Ziram is rapidly reduced to dithiocarbamic acid with loss of the metal ion. Traces of thiram were detected in faeces (0.08 – 0.18%). Dimethylthiocarbamic acid is further decomposed to dimethylamine and CS2or conjugated:

-         Decomposition of dimethyldithiocarbamate to CS2is the principal route. CS2is oxidised to CO2 and (by the mixed function oxidase system). Degradation of ziram via this route seems to increase with the dose. Total radioactivity excreted via air represents 42 to 65% of the dose. As suggested in the open literature (Graham et al., 1995) CS2interacts directly with amines, sulfhydryls and hydroxyl functions by nucleophilic addition (not shown). Reaction of CS2with cysteinyl sulfhydryls of cysteine or glutathione yields trithiocarbamates, which can cyclize to form thiazolidine-2-thione-4- carboxylic acid (TTCA; U1).
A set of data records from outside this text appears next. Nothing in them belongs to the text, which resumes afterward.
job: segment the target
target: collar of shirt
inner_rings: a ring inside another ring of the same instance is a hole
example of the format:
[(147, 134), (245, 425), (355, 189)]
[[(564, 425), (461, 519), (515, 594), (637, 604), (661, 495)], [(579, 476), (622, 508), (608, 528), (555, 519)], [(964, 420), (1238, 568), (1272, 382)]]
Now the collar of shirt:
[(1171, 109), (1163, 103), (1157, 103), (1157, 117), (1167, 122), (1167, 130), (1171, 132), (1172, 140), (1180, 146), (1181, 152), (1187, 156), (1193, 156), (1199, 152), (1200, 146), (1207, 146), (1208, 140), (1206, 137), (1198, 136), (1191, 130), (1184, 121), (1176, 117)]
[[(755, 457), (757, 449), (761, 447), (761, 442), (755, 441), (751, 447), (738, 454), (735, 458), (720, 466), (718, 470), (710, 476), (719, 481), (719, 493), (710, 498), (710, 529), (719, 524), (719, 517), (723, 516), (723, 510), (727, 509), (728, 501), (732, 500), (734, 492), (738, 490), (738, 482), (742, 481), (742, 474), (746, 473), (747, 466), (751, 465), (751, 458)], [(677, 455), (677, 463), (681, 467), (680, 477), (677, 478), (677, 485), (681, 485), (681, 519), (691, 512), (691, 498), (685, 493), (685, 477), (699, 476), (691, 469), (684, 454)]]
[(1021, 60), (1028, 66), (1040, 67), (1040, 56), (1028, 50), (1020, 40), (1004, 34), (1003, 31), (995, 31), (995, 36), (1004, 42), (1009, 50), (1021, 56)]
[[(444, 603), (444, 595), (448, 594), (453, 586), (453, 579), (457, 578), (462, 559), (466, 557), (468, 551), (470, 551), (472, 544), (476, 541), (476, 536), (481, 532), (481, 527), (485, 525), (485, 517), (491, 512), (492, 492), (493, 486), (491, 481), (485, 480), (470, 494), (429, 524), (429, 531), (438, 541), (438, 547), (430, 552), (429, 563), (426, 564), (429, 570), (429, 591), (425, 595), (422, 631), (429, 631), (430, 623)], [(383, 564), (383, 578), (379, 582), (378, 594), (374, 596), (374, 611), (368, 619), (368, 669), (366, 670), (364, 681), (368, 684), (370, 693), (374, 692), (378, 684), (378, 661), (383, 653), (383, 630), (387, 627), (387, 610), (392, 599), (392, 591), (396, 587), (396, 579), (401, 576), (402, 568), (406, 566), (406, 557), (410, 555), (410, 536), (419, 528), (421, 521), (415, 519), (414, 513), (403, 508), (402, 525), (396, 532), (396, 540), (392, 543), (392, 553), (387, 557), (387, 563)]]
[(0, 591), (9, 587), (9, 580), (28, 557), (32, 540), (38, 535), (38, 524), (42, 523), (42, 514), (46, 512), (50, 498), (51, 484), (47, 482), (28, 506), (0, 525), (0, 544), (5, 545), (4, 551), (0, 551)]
Urine samples were analysed for the detection of TTCA but the analysis was not successful due to technical problems. However, the standard of thiazolidine-2-thione-4- carboxylic acid eluted with a retention time of 14.2 min and radioactivity from a urine sample in this region accounted for 0.02% of administered dose. So, if thiazolidine-2-thione-4- carboxylic acid (U1) was present, it would not have exceeded this percentage.

-         Dimethyldithiocarbamic acid is conjugated with glucuronic acid and glutathione giving rise to urinary metabolites. These conjugation routes are minor pathways as identified glucuronides represent 1.5 – 5.4% of the dose excreted in urine. Conjugation of dimethyldithiocarbamic acid or ziram directly with GSH would be catabolized to the cysteine conjugate via the cysteinyl-glycine conjugate which then cyclise, loses H2S to form 2-dimethylamine-thiazolidine carboxylic acid or M-1 (0.45 – 1.3% in urine).

 

Excretion:

Following oral administration, the majority of radioactivity was excreted as volatiles (CS2, CO2) in expired air (36 – 50%) within 24 h, reaching 42 to 60% of the dose within 168 h. Excretion via urine and faeces reaches 16% and 3% respectively. Increasing the dose 10 times decreased slightly urinary excretion but increased exhalation via CS2. After repeated exposure, urinary excretion was slightly increased (21%) as well as CS2exhalation (42 – 50%). Overall, within 168 h, 64 to 85% of the administered dose was excreted.

The overall recovery in these experiments was lower than would normally be expected due to difficulty in trapping the high levels of volatiles.